Christopher Hill, the US negotiator to the talks, said North Korea had continued to process plutonium at its Yongbyon reactor and was even moving ahead with plans to build a far larger, more advanced nuclear facility. “There is more plutonium today than on September 19 [when an agreement to dismantle its nuclear programme was reached],” said Mr Hill at the conclusion of the first session of the fifth round of negotiations.
The talks, which involved China, Japan, South Korea and Russia, ended on Friday after three days but could resume by year’s end. The session ended with a statement but no breakthrough on implementing the September 19 agreement.
Mr Hill said the next session would focus on the declaration and verifiable dismantling of Pyongyang’s nuclear programmes, matters that would require more technical meetings. “We realised how much work we have ahead of us,” he said.

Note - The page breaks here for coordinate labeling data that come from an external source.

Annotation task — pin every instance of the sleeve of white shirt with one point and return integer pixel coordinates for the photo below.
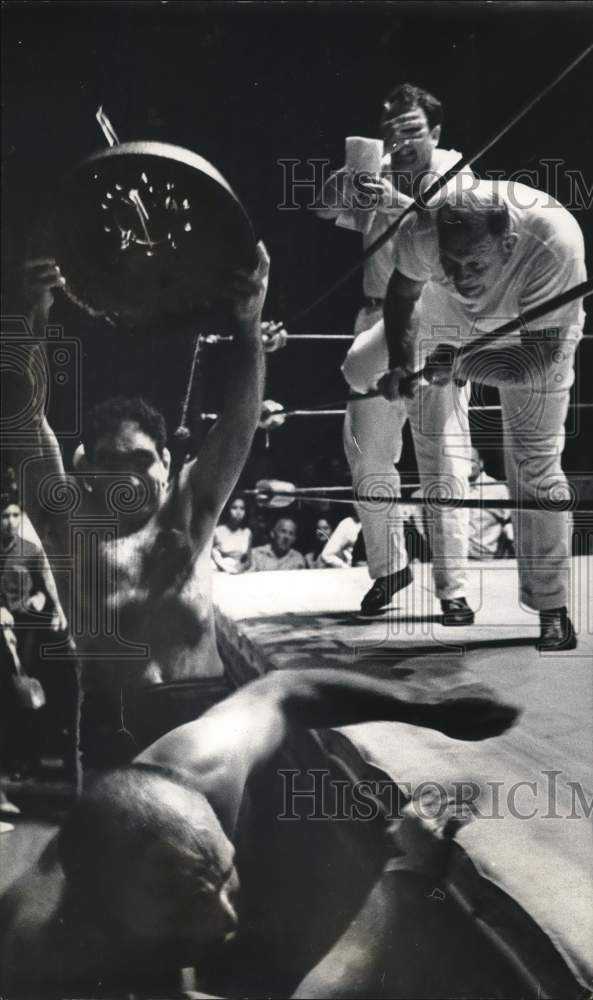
(556, 266)
(415, 249)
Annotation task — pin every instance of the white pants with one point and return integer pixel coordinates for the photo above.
(373, 444)
(533, 432)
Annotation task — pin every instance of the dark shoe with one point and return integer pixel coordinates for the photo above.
(556, 631)
(457, 612)
(383, 589)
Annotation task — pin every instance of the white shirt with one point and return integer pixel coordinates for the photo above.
(372, 224)
(549, 258)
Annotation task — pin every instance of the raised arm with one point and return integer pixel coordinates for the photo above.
(226, 448)
(29, 443)
(400, 330)
(225, 745)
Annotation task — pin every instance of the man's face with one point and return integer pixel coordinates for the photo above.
(283, 536)
(11, 521)
(133, 473)
(410, 139)
(473, 267)
(168, 904)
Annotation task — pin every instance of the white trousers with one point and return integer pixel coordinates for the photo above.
(373, 444)
(533, 433)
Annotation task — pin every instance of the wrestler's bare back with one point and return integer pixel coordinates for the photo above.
(149, 620)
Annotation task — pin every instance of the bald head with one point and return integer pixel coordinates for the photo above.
(144, 846)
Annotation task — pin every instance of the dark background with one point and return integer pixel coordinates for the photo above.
(246, 85)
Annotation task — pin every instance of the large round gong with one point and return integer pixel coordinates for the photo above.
(148, 230)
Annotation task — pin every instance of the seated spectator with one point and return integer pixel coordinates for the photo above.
(231, 546)
(321, 534)
(340, 546)
(27, 586)
(30, 607)
(279, 553)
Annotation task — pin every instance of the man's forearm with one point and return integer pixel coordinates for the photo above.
(227, 446)
(245, 388)
(525, 363)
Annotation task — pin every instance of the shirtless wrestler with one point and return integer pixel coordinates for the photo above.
(142, 879)
(140, 600)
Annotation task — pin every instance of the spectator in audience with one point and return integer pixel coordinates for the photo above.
(27, 586)
(279, 553)
(340, 546)
(231, 546)
(321, 534)
(490, 529)
(30, 607)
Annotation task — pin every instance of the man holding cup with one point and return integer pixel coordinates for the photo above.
(380, 180)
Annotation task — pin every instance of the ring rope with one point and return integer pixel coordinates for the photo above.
(455, 503)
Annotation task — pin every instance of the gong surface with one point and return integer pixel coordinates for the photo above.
(147, 230)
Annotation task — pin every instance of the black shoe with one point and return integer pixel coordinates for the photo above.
(383, 589)
(457, 612)
(556, 631)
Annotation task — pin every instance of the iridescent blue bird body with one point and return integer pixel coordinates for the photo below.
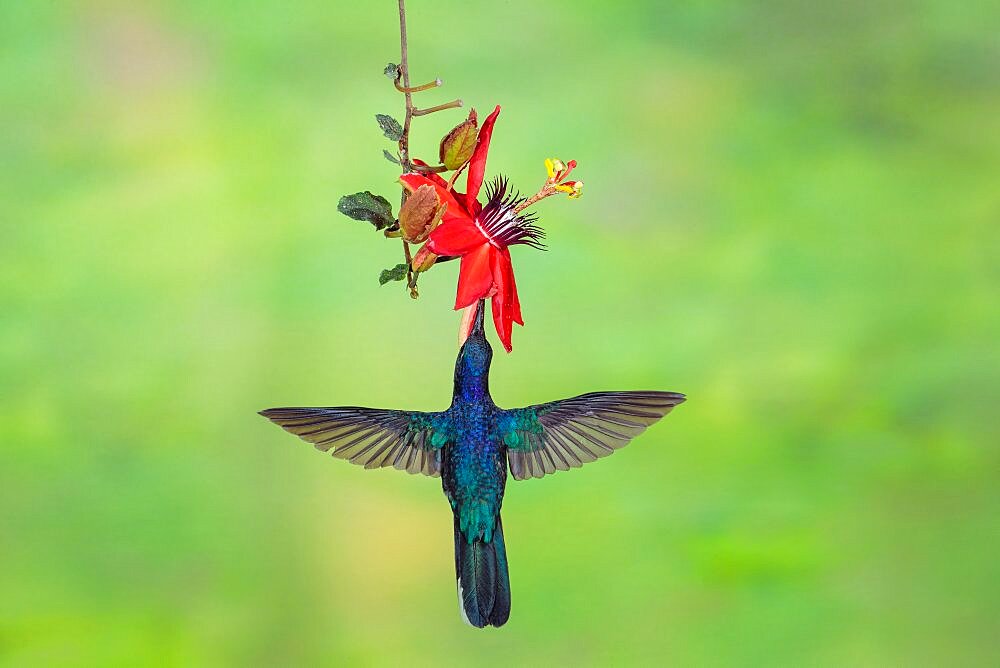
(470, 446)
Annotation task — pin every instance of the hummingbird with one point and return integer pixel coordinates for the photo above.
(471, 446)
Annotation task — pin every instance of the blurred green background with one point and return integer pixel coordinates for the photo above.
(790, 215)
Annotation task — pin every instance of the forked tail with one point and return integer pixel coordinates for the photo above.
(483, 582)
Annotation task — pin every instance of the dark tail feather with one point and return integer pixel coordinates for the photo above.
(483, 582)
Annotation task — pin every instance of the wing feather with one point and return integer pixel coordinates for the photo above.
(369, 437)
(560, 435)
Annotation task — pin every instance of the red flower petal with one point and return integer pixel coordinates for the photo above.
(477, 163)
(474, 277)
(502, 323)
(515, 303)
(506, 308)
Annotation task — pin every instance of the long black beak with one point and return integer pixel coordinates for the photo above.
(477, 326)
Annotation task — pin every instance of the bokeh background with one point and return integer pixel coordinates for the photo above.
(790, 215)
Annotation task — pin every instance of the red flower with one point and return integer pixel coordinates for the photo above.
(481, 235)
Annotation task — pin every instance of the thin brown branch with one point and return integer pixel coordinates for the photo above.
(417, 89)
(428, 169)
(404, 141)
(441, 107)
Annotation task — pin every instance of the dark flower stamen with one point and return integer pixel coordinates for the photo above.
(501, 226)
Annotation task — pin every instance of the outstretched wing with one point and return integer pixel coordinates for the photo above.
(371, 437)
(560, 435)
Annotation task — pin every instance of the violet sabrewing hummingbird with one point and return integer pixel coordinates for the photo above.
(470, 446)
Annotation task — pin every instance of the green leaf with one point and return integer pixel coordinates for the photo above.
(397, 273)
(365, 206)
(390, 126)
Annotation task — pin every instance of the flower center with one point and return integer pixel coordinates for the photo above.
(500, 225)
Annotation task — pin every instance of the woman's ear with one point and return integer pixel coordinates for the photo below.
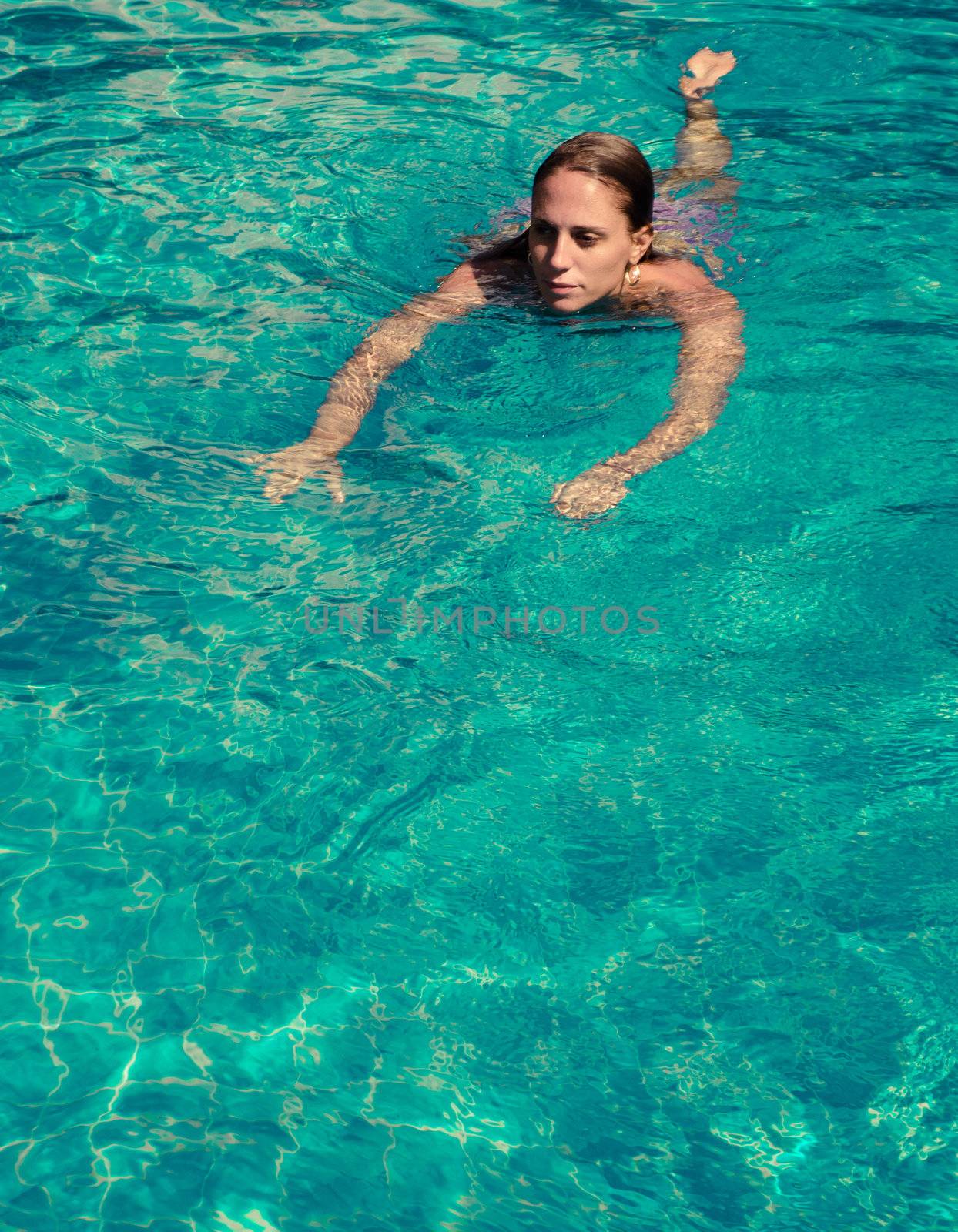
(641, 243)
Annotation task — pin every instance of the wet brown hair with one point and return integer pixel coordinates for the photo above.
(605, 157)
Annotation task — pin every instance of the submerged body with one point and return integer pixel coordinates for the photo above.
(589, 243)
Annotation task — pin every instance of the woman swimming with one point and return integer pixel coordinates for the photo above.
(589, 242)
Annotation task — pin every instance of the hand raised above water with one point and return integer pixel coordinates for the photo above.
(287, 468)
(706, 68)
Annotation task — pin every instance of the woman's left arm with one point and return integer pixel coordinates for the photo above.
(709, 359)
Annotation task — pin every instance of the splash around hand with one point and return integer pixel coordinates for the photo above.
(287, 468)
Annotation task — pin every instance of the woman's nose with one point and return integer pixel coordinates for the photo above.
(561, 254)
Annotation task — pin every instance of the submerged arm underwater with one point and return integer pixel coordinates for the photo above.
(353, 391)
(711, 357)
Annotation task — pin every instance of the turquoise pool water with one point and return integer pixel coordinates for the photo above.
(437, 930)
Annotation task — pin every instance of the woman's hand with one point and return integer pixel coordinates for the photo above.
(287, 468)
(706, 68)
(592, 492)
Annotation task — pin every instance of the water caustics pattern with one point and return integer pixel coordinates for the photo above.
(495, 929)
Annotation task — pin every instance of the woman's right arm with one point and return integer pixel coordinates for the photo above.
(353, 388)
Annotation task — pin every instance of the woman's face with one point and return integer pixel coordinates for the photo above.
(580, 240)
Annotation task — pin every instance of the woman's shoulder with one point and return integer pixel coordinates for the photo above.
(672, 274)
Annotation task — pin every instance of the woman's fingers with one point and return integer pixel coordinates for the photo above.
(333, 476)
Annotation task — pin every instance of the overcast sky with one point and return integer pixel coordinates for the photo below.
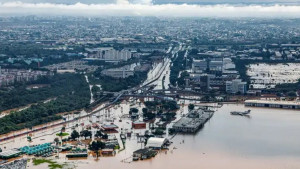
(168, 8)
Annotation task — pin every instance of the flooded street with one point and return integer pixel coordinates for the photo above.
(269, 138)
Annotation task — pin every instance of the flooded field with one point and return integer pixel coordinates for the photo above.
(268, 75)
(268, 138)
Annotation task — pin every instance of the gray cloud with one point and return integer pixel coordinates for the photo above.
(148, 8)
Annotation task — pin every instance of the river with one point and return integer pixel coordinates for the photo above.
(269, 138)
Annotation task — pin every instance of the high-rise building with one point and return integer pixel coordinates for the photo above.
(236, 86)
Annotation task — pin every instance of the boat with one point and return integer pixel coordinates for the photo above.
(241, 113)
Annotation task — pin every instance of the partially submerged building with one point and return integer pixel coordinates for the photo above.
(193, 121)
(157, 143)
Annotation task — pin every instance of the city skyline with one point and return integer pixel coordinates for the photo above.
(150, 8)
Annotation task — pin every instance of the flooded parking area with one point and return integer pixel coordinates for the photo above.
(268, 138)
(264, 75)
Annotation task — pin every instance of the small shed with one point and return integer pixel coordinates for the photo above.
(138, 125)
(157, 143)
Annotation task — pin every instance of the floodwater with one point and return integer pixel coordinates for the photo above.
(268, 138)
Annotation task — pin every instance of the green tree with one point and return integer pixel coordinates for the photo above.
(86, 133)
(56, 140)
(96, 146)
(191, 106)
(74, 135)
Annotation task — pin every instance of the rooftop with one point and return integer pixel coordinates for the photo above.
(274, 102)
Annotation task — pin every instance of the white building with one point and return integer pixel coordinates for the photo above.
(156, 143)
(199, 66)
(109, 54)
(236, 86)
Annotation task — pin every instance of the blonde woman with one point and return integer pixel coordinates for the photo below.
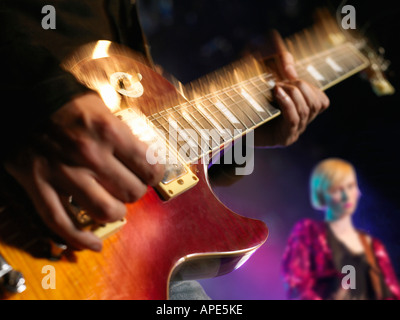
(331, 259)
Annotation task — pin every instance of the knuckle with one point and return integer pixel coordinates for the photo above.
(134, 194)
(108, 211)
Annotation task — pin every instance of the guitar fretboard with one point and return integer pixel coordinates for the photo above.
(207, 123)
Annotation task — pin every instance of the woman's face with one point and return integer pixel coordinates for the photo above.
(342, 197)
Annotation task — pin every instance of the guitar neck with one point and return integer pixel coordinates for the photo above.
(209, 121)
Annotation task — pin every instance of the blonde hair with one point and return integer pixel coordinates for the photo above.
(325, 174)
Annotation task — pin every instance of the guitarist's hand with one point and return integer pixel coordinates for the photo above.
(87, 153)
(299, 101)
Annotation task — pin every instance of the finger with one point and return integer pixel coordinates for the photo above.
(90, 195)
(311, 98)
(50, 208)
(290, 117)
(286, 60)
(121, 182)
(300, 104)
(133, 154)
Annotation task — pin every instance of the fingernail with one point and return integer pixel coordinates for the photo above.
(280, 92)
(290, 69)
(96, 247)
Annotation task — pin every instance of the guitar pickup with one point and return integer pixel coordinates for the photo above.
(177, 179)
(85, 222)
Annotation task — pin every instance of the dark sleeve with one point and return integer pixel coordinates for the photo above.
(32, 83)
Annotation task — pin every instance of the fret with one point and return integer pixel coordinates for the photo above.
(188, 148)
(205, 138)
(192, 135)
(244, 105)
(263, 90)
(223, 124)
(218, 133)
(226, 110)
(257, 100)
(238, 112)
(208, 131)
(206, 123)
(161, 123)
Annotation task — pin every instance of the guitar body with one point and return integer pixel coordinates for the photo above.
(190, 236)
(138, 261)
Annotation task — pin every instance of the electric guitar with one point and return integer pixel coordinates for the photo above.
(178, 230)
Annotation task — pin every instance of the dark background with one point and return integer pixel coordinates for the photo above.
(192, 38)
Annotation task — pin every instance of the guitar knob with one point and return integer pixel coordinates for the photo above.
(11, 280)
(14, 282)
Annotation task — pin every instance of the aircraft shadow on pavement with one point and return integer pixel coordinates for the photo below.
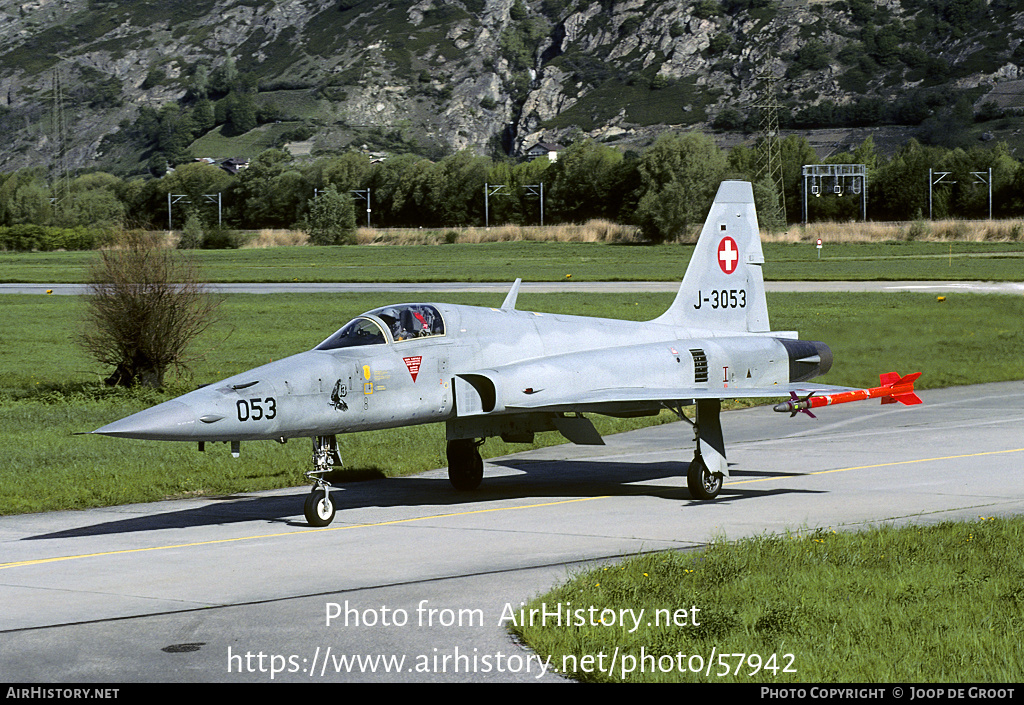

North Korea’s intention to push full-steam ahead with its nuclear programme, despite a multi-lateral agreement in September to curtail such development, indicates it is seeking to extract upfront economic and energy aid before halting programmes.
However, Washington has demanded that North Korea halt current nuclear activity, allow international inspectors back in the country and rejoin the Non-Proliferation Treaty before they discuss the provision of aid.Mr Hill expressed concerns over a new nuclear facility North Korea is building, a huge 50MW complex, which would “obviously be capable of producing even more plutonium” than the 5MW Yongbyon plant.
That complex could be completed as soon as two years from now, according to the report of an unofficial US delegation to North Korea.“I hope they are not working too hard on it because it is something they will have to give up,” he said. I.L.